A few days before you head to the beach, the mountains, or Disney World, your little one gets a runny nose, hacking cough and a few loose stools. Next day, just as you are packing the car, fever with a rash starts. Chances are your child has a “Dreaded Summer Cold”. Bad timing! Those symptoms should be in the short dreary days of winter not the happy summertime on vacation. Summer colds don’t get much attention, but the National Institute of Health estimates that 10 to 15 million illnesses are caused yearly by the summer cold virus.

Everybody’s grandmother knows summer colds are worse and last longer than winter colds. I had doubts about grandmother’s opinion until I looked into it several years ago and found that grandmother was correct. The symptoms of a summer cold are surprising. You expect runny noses with a cold, but in summer you may also get fever, nausea, diarrhea, achy body, and occasionally a rash. While winter colds last 7-10 days, summer colds can last weeks and often relapse.

The winter cold virus is likely to be rhinovirus, coronavirus or a picornavirus. The summer cold virus, that thrives in warm weather from June to October, is different, an enterovirus. All occur throughout the year and experts are not sure why one or the other predominates in their respective times of year.
All these viruses spread rapidly in large groups of people, such as airports, sporting events, schools, and daycares. All colds are caused by direct contact with infected nasal mucus, but the sneaky enterovirus can also be spread by the fecal-oral route from changing dirty diapers on the fold down changing table or door knobs at home or in a public bathroom.

Colds are often mistaken for allergies.
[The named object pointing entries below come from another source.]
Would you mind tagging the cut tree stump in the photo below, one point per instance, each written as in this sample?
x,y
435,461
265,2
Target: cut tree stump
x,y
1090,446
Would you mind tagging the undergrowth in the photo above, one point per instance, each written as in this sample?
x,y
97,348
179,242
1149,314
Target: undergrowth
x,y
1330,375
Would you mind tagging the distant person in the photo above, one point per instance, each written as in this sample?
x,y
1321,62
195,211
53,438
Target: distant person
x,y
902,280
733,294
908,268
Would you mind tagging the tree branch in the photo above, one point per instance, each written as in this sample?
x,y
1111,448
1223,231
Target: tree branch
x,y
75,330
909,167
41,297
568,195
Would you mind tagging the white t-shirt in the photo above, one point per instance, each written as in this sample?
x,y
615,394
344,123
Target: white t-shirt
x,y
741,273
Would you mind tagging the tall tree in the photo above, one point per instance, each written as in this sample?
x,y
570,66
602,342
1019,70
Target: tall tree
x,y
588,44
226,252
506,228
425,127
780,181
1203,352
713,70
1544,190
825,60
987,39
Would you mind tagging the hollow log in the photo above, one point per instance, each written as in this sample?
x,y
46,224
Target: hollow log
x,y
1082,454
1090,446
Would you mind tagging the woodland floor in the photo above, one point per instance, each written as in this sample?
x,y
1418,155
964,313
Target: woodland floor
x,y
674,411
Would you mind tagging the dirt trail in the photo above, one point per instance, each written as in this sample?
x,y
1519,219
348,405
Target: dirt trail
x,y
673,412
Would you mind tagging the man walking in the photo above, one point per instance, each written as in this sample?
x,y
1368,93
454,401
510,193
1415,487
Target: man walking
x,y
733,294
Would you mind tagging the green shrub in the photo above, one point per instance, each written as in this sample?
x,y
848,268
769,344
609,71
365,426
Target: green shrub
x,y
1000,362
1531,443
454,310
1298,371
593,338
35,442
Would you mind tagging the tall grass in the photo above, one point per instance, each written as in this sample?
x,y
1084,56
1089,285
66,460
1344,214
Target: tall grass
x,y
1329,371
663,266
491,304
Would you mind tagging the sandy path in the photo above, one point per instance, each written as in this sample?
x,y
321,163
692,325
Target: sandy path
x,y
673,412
Clear nasal mucus lasting 10 days or more with puffy eyelids and blood shot eyes is more likely to be a seasonal allergy. Green nasal mucus, hacking cough, diarrhea, fever and skin rash indicate a summer cold.

Prevention of the summer cold

1. Wash hands with soap and water. Hand sanitizers are not as effective against viruses, but are better than nothing.
2. Wipe off items used by others before using. Phones are known to carry a heavy load of germs as are TV remotes, especially in hotel rooms.
3. Encourage fluids to maintain hydration, provide plenty of fruits and veggies and maintain bedtime routines as closely as possible.
4. Keep little fingers out of their noses. (Good luck on that!)
5. Most obviously, stay away from sick people. If your child is in daycare or summer camps, just pray and hope for the best.

What can you do for a summer cold?

The same things you can do for a cold in the winter–drink fluids, rest, give Tylenol or Advil, and gargle with warm salt water. Saline nose drops and suction may help as can Grandmother’s chicken soup. For mild symptoms in a child over 2 years old, cold medicines can be used, but realize they only help with symptoms, and won’t cure a cold. If the cough gets worse and is keeping you or your child up at night or the fever lasts more than 2-3 days, see a doctor. Exercise will not help “sweat it out”. In fact, it can make a summer cold worse.

Do not go to the pediatrician to get an antibiotic. Antibiotics will not defeat a cold virus in winter nor summer and can cause increased antibiotic resistant in germs!